So to Americans of the 1790s, a “telegraphe“ was:
  • the latest, most advanced technology for transmitting news over a distance…
  • particularly news about threats to the republic…
  • developed in Revolutionary France.
No wonder Jeffersonian printers adopted that term for their newspapers! They spent the last part of George Washington’s Presidency and all of John Adams’s warning about Federalist encroachments on Americans’ rights and lauding the French republic. Once Jefferson won the top office, those newspapers changed their titles (or their proprietors got political jobs).

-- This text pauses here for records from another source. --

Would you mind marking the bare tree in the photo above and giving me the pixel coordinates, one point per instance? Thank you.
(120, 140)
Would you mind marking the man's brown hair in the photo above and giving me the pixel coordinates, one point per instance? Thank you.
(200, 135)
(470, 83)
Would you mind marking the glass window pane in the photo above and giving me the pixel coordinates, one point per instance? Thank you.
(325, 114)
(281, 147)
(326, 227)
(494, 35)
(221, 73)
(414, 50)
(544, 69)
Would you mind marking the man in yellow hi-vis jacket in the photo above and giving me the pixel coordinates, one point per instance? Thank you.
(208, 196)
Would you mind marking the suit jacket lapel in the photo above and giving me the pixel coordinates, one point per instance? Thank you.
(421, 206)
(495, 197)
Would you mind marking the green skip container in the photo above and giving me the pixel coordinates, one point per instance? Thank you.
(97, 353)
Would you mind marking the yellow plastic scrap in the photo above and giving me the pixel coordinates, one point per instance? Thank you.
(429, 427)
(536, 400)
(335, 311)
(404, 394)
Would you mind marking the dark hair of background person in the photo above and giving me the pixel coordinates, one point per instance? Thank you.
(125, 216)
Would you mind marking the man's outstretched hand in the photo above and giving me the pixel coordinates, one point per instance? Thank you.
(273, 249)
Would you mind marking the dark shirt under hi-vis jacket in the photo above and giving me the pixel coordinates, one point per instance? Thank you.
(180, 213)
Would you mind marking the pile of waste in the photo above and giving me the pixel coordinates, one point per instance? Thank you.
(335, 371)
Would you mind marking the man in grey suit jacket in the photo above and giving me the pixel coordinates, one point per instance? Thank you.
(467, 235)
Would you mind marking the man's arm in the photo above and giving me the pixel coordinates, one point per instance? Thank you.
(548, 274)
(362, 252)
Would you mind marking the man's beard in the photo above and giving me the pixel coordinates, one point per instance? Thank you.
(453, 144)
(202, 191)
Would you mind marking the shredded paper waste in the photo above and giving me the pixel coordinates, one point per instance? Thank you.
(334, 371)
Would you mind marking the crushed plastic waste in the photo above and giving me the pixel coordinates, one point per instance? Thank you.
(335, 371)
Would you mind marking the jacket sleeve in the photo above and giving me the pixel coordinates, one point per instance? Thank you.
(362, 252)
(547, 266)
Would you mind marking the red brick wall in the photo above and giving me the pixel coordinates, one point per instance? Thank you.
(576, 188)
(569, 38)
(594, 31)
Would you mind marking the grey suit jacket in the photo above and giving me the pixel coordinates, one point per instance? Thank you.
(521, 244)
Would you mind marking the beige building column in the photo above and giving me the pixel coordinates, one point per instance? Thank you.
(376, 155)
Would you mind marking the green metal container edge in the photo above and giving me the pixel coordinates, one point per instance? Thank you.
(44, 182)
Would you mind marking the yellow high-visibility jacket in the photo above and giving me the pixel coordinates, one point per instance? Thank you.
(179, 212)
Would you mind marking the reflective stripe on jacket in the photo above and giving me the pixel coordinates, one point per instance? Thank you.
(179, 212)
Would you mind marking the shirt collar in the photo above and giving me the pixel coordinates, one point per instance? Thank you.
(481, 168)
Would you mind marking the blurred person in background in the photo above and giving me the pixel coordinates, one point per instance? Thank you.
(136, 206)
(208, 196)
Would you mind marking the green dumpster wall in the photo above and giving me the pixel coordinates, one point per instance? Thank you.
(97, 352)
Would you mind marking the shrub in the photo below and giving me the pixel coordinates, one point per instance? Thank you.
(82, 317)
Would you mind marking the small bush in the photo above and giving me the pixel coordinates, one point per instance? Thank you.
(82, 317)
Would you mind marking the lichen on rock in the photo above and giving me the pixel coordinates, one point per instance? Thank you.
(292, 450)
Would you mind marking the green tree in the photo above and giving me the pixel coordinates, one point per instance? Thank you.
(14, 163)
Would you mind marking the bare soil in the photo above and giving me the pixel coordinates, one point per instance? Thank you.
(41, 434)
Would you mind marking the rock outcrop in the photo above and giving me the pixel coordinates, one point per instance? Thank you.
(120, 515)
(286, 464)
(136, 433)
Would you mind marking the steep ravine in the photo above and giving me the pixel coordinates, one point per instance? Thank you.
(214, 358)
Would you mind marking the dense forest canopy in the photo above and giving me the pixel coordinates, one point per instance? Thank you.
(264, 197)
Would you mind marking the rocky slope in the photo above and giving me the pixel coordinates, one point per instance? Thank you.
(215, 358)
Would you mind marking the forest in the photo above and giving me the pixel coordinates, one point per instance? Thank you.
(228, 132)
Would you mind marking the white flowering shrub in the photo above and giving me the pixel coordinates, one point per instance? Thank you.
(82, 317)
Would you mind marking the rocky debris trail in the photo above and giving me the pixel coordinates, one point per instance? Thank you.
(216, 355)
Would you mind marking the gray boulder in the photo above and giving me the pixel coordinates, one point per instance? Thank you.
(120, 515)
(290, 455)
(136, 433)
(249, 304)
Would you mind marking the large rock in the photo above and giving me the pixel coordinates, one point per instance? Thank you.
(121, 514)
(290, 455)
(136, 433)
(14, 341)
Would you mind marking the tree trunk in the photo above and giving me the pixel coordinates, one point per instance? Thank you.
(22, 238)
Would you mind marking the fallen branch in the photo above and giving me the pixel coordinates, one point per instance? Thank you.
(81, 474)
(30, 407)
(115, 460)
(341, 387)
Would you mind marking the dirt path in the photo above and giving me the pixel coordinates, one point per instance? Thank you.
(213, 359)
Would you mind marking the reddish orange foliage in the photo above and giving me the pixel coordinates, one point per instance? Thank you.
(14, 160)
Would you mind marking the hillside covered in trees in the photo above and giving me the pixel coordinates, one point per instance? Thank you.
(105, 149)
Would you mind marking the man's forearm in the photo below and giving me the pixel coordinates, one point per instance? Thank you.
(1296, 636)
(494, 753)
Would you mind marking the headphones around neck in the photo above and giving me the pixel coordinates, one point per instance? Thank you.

A few years later, Massachusetts had another sort of “optical telegraph,” invented by Jonathan Grout (1737-1807) of Belcherstown, a Revolutionary War veteran and anti-Federalist who had represented part of Massachusetts in the first federal Congress. In 1801 he built an optical telegraph that sent shipping news from Boston to Martha’s Vineyard via Hull, Scituate, Marshfield, and other towns. Caleb Bingham’s Historical Grammar (Boston: 1802) said Grout’s telegraph
is upon a plan entirely different from, and far superior to, any ever used in Europe. With this Mr. Grout has asked a question, and received an answer from a distance of 90 miles, in ten minutes.
Grout’s system doesn’t appear to have lasted for long after his death, however.

2 comments:

Robert J. said...

Fascinating.

A slightly simpler ancient ancestor of this Telegraphe appears in the opening scene of the Agamemnon by Aeschylus (ca. 475 BC). After years of waiting, the night watchman spots the mountaintop beacon that signals the fall of Troy. Although not conveying words, this is not a single fire pot like the one on Beacon Hill. It's described as the last in a chain of beacons designed to carry the one message hundreds of miles from Troy to Agamemnon's palace -- rather like sending a signal from Boston to New York in a matter of minutes.

So the French may have added words (a considerable achievement), but the idea of very long distance communication in minutes is an ancient one.

J. L. Bell said...

The same beacon system also appears in the modern epic The Lord of the Rings.